Nonwhite voters, since they are disproportionately impacted by the economy, are likely to respond to the fourth issue (in addition to the some or all of the first three – and youth and women will respond to this fourth issue, too, to be sure). The important thing about the fourth issue is that it is a proven wedge issue for white male support for Brown. As senator, Brown voted against unemployment insurance extensions which caused many blue collar men (particularly in the building trades, from where Brown’s union support came) to lose any means of support for their families during a period in which the unemployment rate in some trades was up to and over 50%. Brown arguably singled-handedly caused this by fulfilling his promise to be the “41st vote” so Republicans could filibuster the Obama agenda. Reminding white working class men of this aspect of Brown’s record undermined the senator’s reelection strategy and resulted in strong building trade support for Warren, which was a reversal of what happened with Coakley in 2010.

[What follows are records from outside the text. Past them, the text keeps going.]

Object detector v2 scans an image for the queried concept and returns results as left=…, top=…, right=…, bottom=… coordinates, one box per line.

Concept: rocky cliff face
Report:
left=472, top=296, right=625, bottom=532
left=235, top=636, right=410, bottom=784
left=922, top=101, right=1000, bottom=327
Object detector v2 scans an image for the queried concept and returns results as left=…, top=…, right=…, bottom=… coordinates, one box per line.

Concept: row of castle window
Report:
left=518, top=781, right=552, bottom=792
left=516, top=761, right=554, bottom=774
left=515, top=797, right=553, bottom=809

While I did wander down the road into campaign strategy, it was to underscore the main point of this piece. Early polls are valuable for understanding where there are opportunities and liabilities for campaigns. They tell us little about who is winning or losing, particular with reference to the topline numbers on head-to-head contests. Markey’s strategy might crystalize from this poll or it might not. Campaigns conduct their own polls and their strategists have their own ideas about what will work. Sometimes they have brilliant insights, sometimes the fall back on outdated “conventional wisdom,” and sometimes they just get lucky. The campaign will be short, so we’ll see pretty soon how it shapes up. In any case, this poll says pretty much nothing to regular folks about the coming election. But, it does say a lot to the campaigns.